Autumn Hollow Farms – this is purely for the beautiful combination of wood and stone. I like the inlay and I hear they spin well.

Wood and stone are my first loves, but there are some really interesting spindles made out of other materials. Top of my wishlist are:

Petlyn Alpaca – an Australian maker that has metal spindles. They run a little heavier than what I see most commonly but I think I like it that way. I love the Paisley designs, and dyed fibre can look beautiful through the spokes.

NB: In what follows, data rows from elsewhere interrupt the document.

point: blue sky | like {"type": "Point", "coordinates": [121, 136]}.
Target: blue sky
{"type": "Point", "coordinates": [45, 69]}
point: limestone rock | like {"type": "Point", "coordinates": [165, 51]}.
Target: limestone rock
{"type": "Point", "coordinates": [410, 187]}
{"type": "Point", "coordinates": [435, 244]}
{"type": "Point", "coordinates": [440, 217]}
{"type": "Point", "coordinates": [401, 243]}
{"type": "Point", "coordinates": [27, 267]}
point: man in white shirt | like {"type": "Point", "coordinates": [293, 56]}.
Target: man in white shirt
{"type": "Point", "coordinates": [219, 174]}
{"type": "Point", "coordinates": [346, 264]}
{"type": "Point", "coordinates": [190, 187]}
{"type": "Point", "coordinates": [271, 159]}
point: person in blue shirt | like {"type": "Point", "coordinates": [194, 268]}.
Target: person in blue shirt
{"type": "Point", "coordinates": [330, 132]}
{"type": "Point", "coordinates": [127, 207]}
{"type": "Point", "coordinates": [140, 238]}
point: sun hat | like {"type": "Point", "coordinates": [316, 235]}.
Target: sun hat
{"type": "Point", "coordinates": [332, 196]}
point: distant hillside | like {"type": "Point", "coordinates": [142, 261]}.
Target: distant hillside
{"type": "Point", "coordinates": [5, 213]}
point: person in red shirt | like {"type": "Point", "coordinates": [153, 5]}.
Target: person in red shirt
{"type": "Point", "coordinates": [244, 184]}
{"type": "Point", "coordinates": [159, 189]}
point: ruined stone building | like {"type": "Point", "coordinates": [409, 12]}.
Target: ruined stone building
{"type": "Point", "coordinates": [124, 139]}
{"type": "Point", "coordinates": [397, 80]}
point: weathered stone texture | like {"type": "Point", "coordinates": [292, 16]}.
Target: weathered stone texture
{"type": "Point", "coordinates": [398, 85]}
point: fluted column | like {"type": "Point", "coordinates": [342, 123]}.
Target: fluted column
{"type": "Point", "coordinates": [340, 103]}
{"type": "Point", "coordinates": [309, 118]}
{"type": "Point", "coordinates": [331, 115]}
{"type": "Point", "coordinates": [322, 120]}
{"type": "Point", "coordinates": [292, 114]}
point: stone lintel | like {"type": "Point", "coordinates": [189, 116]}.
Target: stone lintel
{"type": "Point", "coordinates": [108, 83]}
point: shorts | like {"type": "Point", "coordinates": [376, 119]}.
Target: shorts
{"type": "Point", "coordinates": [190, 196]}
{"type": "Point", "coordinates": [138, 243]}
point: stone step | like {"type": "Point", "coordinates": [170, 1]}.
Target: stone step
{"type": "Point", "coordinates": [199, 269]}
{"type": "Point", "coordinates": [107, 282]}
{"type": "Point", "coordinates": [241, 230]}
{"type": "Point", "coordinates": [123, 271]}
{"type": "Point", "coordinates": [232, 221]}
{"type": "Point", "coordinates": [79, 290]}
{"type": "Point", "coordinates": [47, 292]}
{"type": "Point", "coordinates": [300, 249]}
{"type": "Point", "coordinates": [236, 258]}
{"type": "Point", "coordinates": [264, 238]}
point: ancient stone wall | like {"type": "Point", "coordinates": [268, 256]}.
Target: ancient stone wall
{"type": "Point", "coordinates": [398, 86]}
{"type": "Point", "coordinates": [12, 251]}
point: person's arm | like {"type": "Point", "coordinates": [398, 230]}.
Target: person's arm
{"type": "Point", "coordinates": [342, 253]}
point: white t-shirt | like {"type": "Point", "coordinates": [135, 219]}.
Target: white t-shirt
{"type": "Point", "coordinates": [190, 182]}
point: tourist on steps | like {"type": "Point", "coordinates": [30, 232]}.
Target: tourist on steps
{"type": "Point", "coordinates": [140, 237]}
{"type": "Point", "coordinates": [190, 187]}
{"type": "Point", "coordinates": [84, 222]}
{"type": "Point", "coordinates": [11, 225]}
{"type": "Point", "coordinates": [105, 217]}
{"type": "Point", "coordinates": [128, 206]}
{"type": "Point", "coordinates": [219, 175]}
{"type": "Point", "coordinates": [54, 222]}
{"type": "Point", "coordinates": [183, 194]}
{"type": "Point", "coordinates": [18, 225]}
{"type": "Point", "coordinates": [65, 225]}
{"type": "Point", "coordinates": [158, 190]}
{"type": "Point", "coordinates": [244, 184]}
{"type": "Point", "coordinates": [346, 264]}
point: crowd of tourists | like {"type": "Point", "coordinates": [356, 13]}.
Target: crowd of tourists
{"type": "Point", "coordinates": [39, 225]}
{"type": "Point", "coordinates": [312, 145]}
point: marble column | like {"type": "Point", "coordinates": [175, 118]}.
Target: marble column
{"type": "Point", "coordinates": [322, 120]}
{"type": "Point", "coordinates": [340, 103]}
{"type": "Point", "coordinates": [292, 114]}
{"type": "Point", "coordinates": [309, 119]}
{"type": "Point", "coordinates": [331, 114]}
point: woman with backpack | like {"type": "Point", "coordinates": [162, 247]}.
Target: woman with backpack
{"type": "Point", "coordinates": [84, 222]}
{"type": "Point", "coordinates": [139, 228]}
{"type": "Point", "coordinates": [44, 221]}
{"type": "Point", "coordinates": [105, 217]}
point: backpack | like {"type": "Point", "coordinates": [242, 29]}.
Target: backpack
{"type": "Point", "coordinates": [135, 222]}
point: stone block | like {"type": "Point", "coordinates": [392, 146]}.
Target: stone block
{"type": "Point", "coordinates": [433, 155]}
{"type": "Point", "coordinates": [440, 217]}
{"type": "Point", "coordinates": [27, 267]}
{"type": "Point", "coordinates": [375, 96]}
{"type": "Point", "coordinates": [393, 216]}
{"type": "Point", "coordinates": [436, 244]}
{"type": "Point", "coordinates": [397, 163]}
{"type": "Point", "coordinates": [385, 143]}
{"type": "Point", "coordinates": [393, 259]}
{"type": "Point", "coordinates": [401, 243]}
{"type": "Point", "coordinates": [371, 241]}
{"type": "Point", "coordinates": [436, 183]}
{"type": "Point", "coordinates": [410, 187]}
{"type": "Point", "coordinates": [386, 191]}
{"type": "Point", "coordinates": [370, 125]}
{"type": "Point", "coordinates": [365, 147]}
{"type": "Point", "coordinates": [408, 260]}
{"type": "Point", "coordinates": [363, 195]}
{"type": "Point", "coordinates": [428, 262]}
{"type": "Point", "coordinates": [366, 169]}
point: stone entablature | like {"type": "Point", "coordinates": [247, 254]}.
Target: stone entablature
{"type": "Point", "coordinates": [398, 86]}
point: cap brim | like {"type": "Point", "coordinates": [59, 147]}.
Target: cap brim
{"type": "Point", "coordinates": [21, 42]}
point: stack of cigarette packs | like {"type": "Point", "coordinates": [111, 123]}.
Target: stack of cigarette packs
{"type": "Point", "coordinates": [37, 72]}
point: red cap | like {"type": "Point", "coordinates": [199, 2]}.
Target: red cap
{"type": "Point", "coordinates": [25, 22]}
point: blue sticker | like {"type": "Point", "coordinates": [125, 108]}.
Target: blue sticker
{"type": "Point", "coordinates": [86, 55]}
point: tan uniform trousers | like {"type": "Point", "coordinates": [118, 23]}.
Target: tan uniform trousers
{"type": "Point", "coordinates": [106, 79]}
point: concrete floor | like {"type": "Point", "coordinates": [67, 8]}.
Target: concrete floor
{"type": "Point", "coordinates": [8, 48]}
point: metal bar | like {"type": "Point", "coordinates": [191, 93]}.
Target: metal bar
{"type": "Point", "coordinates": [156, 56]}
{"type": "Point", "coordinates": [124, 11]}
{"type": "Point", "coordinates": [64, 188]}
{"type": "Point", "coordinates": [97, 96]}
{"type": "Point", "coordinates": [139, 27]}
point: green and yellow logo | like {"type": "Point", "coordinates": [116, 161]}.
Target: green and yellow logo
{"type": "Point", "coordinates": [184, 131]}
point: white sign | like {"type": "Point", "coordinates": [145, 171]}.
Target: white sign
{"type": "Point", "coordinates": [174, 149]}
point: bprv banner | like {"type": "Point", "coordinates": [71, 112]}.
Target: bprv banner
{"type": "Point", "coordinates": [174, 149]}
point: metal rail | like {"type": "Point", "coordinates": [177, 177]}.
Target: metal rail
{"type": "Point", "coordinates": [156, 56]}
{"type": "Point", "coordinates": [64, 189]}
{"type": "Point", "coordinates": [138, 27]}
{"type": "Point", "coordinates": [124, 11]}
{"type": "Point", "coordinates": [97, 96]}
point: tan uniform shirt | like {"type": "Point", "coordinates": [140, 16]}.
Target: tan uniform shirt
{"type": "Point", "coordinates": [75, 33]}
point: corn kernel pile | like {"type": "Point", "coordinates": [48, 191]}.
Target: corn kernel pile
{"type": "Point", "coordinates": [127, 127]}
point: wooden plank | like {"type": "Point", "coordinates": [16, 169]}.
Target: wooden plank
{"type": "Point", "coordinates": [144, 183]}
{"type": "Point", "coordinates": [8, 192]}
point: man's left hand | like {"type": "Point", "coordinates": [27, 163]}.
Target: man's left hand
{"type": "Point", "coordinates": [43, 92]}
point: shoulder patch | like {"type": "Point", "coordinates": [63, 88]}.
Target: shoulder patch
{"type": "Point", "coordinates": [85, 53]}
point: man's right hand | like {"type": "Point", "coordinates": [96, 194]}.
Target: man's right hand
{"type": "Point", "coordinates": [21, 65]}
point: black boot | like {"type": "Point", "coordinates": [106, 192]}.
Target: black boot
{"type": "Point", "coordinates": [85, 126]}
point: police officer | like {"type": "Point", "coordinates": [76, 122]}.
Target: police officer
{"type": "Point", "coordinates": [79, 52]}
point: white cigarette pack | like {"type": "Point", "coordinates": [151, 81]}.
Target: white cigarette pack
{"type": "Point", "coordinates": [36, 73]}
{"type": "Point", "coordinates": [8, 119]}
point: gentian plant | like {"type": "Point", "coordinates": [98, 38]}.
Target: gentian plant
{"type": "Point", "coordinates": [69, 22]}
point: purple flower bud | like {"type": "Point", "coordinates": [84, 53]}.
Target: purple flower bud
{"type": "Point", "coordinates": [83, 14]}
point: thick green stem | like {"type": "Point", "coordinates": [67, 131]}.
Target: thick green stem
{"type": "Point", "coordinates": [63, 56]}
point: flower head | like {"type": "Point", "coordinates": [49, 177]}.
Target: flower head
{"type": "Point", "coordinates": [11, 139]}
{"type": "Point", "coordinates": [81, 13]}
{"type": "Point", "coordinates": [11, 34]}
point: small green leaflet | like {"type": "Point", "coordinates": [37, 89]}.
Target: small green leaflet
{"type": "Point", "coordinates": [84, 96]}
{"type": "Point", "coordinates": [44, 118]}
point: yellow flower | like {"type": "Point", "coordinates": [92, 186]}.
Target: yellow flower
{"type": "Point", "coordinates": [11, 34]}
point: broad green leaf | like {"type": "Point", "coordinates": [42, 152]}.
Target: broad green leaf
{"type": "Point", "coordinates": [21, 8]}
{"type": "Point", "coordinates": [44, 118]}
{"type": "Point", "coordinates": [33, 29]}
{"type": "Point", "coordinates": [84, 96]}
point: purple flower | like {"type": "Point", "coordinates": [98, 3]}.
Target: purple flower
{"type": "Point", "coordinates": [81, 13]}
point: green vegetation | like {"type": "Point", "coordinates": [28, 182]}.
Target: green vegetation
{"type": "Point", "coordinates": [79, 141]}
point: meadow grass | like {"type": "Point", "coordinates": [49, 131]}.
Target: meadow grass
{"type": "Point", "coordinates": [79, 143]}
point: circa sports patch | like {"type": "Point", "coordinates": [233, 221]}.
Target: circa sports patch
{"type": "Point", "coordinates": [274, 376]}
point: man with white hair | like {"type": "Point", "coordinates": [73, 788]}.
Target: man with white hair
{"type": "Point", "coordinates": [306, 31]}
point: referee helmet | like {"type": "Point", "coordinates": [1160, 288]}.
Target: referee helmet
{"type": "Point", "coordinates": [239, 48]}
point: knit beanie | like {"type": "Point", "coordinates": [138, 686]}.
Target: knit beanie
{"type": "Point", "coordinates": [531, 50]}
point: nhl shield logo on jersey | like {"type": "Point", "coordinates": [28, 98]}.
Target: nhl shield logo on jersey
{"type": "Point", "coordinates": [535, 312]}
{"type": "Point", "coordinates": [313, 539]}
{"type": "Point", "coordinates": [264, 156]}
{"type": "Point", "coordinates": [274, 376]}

Wildcraft Resin Spindles – again, the clear resin lets you watch the fibre cop build up. Beautiful. I especially love the ones with flowers and leaves embedded in them.

Tilt-a-whorl – These are really skillfully up-cycled spindles. I like the rainbow ones, and he’s also started making some teensy ones that I really want to try.

Know that the Spindle Candy group on Ravelry is almost entirely responsible for this addiction (check out the flickr spinoff). And Spindle Lore is to blame for the next section.

Spindle type wishlist:

Phang – rhymes more with song than fang, but still looks entirely like a vampire stake. Gripping Yarn version, Phang in action.

Navajo Spindles – crazy different from other supported spindles. Maybe should wait until I have a bigger apartment, but these spindles are for making bulkier yarn. The shaft is 3 feet. Bristlecone Artisan Heirlooms has some lovely ones. Video of a Navajo Spindle in action. Longer video about Clara Sherman, a Navajo weaver

Bulgarian, French — more to come soon.